Right so this is the sensitive part. Putting stuff in racks is a nice work-out, but not for everyone. The argument often heard is “I don’t want to deal with it, I just want to write NodeJS packages”. And that’s fair, but ops is part of your business. Making things run, arguably, is one of the most important parts of your whole operation. Speed and money matter, especially the trade-off curve. Maybe spending a $200 000 a year on the Azure/AWS bill is pennies for you. But if you can get it down to $20 000, that’s just smart business. Buys a free lunch.

That being said, it is not always easier. Stuff will break. Less often than you might think though, but if they do break it is often annoying.
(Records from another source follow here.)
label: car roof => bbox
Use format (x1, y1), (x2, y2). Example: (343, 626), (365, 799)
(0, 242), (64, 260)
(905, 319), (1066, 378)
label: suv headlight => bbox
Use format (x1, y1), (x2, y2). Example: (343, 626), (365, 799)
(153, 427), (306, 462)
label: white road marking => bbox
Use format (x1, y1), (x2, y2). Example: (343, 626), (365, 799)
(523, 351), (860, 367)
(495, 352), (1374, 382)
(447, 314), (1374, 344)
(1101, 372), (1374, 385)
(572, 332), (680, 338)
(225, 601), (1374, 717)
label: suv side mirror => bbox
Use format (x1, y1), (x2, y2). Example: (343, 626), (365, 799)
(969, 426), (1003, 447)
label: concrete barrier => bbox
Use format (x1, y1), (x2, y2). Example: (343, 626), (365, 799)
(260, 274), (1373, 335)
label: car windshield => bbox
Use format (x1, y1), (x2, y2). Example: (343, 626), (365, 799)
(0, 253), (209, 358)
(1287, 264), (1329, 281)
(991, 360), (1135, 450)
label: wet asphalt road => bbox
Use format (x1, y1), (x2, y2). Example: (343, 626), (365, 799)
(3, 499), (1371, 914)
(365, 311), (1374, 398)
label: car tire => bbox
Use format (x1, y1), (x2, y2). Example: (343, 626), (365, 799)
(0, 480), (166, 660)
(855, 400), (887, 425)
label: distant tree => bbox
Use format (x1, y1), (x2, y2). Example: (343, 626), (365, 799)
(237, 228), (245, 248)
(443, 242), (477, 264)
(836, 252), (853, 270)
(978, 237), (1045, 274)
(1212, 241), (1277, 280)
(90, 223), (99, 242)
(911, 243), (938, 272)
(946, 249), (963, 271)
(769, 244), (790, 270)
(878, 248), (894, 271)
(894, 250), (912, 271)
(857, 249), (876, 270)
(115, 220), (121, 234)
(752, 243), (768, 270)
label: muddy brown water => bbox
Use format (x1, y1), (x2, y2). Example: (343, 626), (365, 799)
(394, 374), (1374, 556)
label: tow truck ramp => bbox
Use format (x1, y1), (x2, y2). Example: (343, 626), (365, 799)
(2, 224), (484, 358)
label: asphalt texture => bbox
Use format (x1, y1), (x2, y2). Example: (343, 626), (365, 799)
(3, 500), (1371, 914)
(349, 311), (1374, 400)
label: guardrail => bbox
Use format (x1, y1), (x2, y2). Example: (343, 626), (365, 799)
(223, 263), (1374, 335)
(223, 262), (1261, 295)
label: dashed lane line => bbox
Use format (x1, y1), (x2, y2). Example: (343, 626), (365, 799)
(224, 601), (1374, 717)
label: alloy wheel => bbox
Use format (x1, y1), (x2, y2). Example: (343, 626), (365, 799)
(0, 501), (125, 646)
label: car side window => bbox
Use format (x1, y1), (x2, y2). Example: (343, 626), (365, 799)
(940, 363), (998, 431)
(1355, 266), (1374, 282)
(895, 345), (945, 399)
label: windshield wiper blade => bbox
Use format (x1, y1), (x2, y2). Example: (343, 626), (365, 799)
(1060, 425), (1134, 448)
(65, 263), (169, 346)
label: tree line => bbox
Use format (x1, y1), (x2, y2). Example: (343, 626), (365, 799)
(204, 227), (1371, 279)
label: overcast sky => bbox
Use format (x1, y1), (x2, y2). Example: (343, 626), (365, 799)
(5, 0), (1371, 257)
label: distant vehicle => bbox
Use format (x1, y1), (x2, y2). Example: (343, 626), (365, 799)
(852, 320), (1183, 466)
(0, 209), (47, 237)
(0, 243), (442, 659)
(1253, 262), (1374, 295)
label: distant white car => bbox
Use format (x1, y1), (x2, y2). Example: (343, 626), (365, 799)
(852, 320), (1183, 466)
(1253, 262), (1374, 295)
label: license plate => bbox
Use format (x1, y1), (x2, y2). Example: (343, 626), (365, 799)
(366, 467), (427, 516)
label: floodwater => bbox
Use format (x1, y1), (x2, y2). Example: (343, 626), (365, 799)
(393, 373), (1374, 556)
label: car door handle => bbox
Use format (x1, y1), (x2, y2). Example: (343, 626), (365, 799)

So some advice:

  • Keep spares of disks, PSUs, and memory
  • Use redundant PSUs, not because they break often, but if they do you don’t have to scramble to get the machine up again
  • Do off-site backups (incidentally, the cloud isn’t terrible for this)
  • Do follow deployment best practices, so you can migrate quickly (e.g. containers or otherwise reproducible builds)
  • Learn shell scripting and Makefiles (not a bad skill to have anyway)
  • Know your systems inside-out
  • Really do consider the physical security of your systems. If someone has physical access, it’s game over security wise

Sure, level-2 networking things can be tricky, and if you really cannot bring up the patience to learn it: hire someone. It takes maybe 4 hours to set it up, at an hourly payment of $200 you still have plenty of money left for hiring someone to have on call too. Having a data center next to your door does really help. I can take my bicycle and be there in 20 minutes.

What about all the other nice “server-less” cloud things? Well remember, there is no cloud, it’s just someone else’s computer. Anything you can run on the cloud, you can run on bare metal. There are certainly some services that are nice to have, but those are services, not infrastructure. The difference between IaaS and SaaS is huge. SaaS also has downsides, just ask Stallman; but that’s a completely different trade-off. Cloud doesn’t magically solve your fallover, backups, deployment, and redundancy. Even if you go full cloud and lock your application into a particular vendor (so they, instead of you, end up running your business), you still have to set it up. And, judging by the amount of self-proclaimed AWS experts, or at least those that show it off on their resume, it still isn’t trivial.